The poets then can quickly come up with the appropriate word string “recipe” to create a particular neurochemical reaction. This breaks down a person’s defenses and induces a hypnotic like state after which any command can be given to the person and it will be obeyed.
[Social scientists point to many words and phrases, freighted with stereotype, oversimplication, and reassurance of a particular view of the world that have the same effect as posited in this story – words such as “communism” “tyranny” “terrorism” “democracy” and “welfare” and – we might add now – “hoodie.” “Language,” as Murray Edelman wrote, “becomes a sequence of Pavlovian cues rather than an instrument of reasoning and analysis if situation and appropriate cue occur together.” (The Symbolic Uses of Politics, Murray Edelman, p. 116.]
Emily is a student of the Organization who has somehow managed to resist efforts to control her reactions completely, and she is thus a “loose cannon” leaders of the Organization cannot trust. They banish her to Broken Hill, Australia for several years, ostensibly to get herself under control. In Australia, however, she falls in love. (This is taboo for poets, because it gives an outsider leverage over them.) Moreover, Harry, her lover, is an “outlier,” i.e., he is resistant to verbal trickery, this actually being part of his appeal for Emily. He can love her without her “making” him do so.
But Emily has been compromised (i.e., manipulated) without her knowledge by the psychotic head of the Organization, Yeats, in order to achieve his own nefarious ends. One of these ends is to discover and test the ultimate “bare word” – a word that is so powerful, it need only be uttered to topple empires and control the world. Yeats thinks he has found it, and he has made Emily into a ticking time bomb.

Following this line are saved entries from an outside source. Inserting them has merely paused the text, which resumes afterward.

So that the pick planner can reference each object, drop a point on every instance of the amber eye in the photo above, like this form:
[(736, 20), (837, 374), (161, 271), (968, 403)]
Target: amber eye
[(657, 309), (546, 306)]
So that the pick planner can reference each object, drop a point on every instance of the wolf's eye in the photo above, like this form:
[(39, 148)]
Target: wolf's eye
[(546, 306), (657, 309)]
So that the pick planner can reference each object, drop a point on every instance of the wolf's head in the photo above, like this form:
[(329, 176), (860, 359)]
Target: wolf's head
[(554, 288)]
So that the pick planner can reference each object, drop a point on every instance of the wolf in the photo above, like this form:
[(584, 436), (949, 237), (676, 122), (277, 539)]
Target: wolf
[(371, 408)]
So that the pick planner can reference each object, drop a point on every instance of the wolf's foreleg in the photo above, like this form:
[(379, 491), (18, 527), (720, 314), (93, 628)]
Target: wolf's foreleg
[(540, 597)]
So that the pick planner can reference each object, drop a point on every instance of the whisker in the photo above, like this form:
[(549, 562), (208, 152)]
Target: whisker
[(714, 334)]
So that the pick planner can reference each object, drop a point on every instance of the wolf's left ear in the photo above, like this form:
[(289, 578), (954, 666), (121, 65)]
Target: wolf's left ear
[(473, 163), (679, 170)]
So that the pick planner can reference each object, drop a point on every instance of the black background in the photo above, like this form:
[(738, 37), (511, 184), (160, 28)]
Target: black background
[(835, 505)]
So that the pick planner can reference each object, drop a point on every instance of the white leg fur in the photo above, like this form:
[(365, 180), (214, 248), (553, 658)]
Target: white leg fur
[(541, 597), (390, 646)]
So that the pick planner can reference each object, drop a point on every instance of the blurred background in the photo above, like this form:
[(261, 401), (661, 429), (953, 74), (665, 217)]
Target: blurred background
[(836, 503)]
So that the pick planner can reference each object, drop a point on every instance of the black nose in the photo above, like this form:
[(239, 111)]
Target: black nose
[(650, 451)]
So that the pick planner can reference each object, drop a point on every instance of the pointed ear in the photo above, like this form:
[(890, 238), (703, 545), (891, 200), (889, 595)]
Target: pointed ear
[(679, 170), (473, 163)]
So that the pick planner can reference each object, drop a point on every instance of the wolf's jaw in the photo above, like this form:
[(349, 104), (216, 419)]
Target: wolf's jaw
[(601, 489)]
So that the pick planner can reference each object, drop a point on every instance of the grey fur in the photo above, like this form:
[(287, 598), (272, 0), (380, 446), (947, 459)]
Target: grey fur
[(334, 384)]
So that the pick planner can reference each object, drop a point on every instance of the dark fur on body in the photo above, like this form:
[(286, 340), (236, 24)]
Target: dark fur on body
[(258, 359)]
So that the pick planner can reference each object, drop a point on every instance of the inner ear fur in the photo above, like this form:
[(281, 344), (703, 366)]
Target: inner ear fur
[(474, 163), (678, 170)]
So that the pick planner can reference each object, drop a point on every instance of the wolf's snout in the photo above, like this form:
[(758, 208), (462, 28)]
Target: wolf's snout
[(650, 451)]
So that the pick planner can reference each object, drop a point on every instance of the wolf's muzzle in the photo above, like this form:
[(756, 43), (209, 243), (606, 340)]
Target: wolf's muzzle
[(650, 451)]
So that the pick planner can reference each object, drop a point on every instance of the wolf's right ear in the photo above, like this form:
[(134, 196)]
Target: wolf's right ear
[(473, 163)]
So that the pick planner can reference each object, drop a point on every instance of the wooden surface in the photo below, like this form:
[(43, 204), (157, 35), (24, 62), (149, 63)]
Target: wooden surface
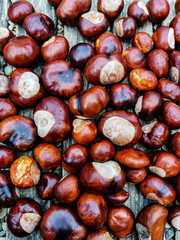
[(136, 201)]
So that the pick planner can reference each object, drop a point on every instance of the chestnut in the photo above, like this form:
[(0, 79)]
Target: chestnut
[(106, 177), (25, 172), (122, 96), (84, 131), (16, 54), (61, 222), (156, 188), (121, 221), (151, 222), (171, 115), (48, 156), (52, 119), (74, 157), (143, 41), (143, 79), (7, 108), (46, 184), (18, 132), (164, 38), (158, 62), (132, 158), (104, 69), (56, 48), (164, 164), (89, 103), (102, 151), (155, 134), (67, 189), (39, 26), (108, 43), (24, 217), (80, 54), (19, 10), (92, 24), (70, 10), (25, 89), (125, 28), (61, 79), (138, 11), (158, 10), (9, 193), (5, 36), (148, 105), (110, 8), (134, 58), (92, 210), (122, 128)]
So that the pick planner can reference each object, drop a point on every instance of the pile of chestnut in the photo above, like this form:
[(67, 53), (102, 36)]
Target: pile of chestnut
[(88, 202)]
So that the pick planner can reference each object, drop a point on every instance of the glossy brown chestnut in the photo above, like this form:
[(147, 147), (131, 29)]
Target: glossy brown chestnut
[(74, 157), (92, 210), (25, 89), (143, 79), (148, 105), (164, 38), (89, 103), (156, 188), (9, 193), (16, 54), (46, 184), (61, 79), (106, 177), (61, 222), (70, 10), (134, 58), (121, 221), (5, 36), (110, 8), (158, 62), (155, 134), (67, 189), (48, 156), (80, 54), (84, 131), (132, 158), (158, 10), (151, 222), (164, 164), (171, 115), (52, 127), (105, 69), (108, 43), (138, 11), (92, 24), (102, 151), (122, 128), (19, 10), (56, 48), (39, 26), (7, 108), (25, 172), (24, 217), (125, 28), (18, 132), (143, 41)]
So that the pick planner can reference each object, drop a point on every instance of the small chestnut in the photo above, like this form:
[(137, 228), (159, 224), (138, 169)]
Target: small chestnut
[(48, 156), (25, 172), (84, 131), (92, 210), (24, 217)]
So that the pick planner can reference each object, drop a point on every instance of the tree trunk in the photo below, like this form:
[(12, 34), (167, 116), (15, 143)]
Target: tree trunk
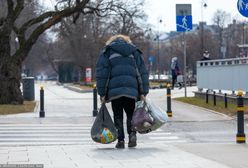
[(10, 75)]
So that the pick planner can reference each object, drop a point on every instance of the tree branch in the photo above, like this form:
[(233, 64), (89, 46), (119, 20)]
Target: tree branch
[(55, 18), (10, 8), (18, 9)]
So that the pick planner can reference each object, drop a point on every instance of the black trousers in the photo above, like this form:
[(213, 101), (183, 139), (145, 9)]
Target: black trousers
[(118, 105)]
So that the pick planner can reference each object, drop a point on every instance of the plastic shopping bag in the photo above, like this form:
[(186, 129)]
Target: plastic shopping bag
[(180, 78), (160, 116), (142, 119), (103, 130)]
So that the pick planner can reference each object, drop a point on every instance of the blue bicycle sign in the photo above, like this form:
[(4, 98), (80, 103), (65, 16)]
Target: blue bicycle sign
[(242, 6)]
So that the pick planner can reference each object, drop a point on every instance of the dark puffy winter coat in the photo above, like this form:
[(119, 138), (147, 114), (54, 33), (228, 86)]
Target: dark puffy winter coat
[(116, 72)]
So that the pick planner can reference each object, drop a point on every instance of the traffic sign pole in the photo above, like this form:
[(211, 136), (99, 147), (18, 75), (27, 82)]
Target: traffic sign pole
[(185, 65)]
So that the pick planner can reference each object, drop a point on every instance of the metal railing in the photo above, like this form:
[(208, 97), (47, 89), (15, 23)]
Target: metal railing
[(224, 74)]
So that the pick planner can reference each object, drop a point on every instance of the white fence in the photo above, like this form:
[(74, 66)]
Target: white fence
[(224, 74)]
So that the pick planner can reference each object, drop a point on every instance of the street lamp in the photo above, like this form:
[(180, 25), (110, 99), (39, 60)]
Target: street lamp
[(203, 5), (158, 40)]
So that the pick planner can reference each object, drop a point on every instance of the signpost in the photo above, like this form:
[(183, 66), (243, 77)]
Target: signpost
[(242, 6), (184, 24), (88, 77)]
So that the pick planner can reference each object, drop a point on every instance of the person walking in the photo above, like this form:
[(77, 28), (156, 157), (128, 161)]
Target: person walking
[(205, 56), (122, 79), (174, 71)]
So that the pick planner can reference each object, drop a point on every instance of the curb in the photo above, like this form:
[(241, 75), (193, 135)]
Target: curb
[(212, 111), (76, 89)]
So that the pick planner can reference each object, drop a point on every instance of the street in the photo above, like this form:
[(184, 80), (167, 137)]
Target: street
[(193, 137)]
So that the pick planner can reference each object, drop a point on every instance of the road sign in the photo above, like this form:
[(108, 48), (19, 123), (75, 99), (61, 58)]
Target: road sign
[(184, 23), (151, 58), (183, 17), (242, 6)]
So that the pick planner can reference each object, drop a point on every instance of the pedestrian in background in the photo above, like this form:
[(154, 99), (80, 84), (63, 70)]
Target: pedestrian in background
[(205, 56), (122, 79), (175, 71)]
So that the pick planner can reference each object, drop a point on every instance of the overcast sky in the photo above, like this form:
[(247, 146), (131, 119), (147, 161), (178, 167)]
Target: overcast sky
[(166, 10)]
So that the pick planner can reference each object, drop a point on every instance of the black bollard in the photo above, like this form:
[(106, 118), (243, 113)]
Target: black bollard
[(95, 112), (169, 112), (225, 98), (42, 112), (207, 96), (240, 137), (214, 98)]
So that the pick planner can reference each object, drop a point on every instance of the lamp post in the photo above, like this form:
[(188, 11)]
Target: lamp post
[(203, 5), (158, 41)]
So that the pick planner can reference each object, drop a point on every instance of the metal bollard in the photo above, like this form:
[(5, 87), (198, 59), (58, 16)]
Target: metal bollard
[(169, 112), (94, 101), (225, 99), (207, 96), (42, 112), (240, 137), (214, 98)]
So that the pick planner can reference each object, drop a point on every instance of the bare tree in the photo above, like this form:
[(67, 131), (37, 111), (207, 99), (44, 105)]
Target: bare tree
[(10, 64), (220, 19)]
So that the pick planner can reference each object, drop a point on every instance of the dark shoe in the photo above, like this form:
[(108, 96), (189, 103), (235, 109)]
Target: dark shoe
[(120, 145), (132, 140)]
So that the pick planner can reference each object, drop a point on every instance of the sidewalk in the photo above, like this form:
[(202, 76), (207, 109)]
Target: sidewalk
[(62, 139)]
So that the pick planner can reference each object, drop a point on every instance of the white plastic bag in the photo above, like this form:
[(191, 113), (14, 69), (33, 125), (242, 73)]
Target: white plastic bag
[(159, 115)]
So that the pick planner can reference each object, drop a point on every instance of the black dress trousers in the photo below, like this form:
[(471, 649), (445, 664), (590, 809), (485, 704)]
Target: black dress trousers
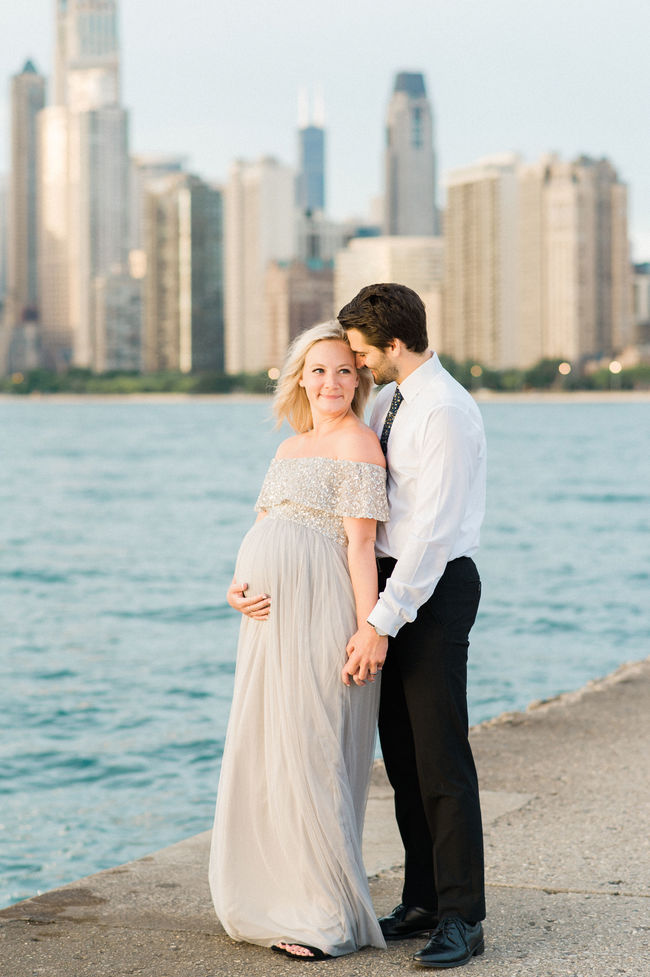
[(423, 729)]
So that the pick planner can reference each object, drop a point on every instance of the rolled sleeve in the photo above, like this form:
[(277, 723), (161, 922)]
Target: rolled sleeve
[(445, 470)]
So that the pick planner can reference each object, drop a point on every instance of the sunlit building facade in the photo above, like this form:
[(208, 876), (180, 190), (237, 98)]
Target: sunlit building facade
[(83, 180), (21, 311), (259, 228), (537, 262), (183, 287)]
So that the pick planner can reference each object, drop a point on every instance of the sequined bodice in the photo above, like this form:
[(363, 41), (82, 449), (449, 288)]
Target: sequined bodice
[(321, 492)]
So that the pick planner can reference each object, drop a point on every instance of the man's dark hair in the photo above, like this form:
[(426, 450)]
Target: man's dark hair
[(385, 312)]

Discussion: This is a thought-provoking novel along the lines of 1984, Animal Farm, and more recently, Dave Egger’s The Circle, that serves up a metaphoric tale about the abuse of privacy, filtering of information, and the lack of critical analysis about what one hears and reads. In particular, the author suggests (as have many before him) that the internet, with its over-abundance of information, ironically creates a situation of information narrowing. That is, people cope with information overload by gravitating only to those sources that agree with their preconceived ideas. Dynamic programming now aids this process by suggesting sites to readers based on previous browsing history, Facebook, twitter posts, and so on. As one of the many articles on this issue points out, “… most users take special delight not in learning new things but in hearing their own beliefs echoed back at them. This incentivizes Google and other Internet actors to customize search results to confirm, rather than challenge, user biases.” (“The Web Is Turning Us Into Narrow-Minded Drones” by Katy Waldman in Slate.com) Such filters may in fact be in part responsible for the political polarization of American society today. This book is a scary cautionary tale about taking these modern “advances” in language and coercion to what may be their logical conclusion.
…Or maybe it’s actually a history. In an interview shortly before his death about his new novel about the Holocaust, Peter Matthiessen mused about the human capacity for genocide:
“We are all capable if you press the right series of buttons. Your grandmother can turn into a genocidaire. Most of us, we’re lucky enough to never hit that combination of circumstances. But if we’re pressed hard enough and we think our children are getting not enough food or whatever the triggers may be, then it’s his people, it’s their fault. … You get behind that, you get the state behind it and propaganda machines, and then you demonize the people, that’s the first step — you demonize them and pretty soon they’re not people anymore, they’re meant to be despised. It’s exactly what happened in Nazi Germany. The Holocaust was simply a very big manifestation of it. And a very efficient one.”
Evaluation: This intelligent thriller brings up many pressing issues that would suggest it as a great choice for book clubs.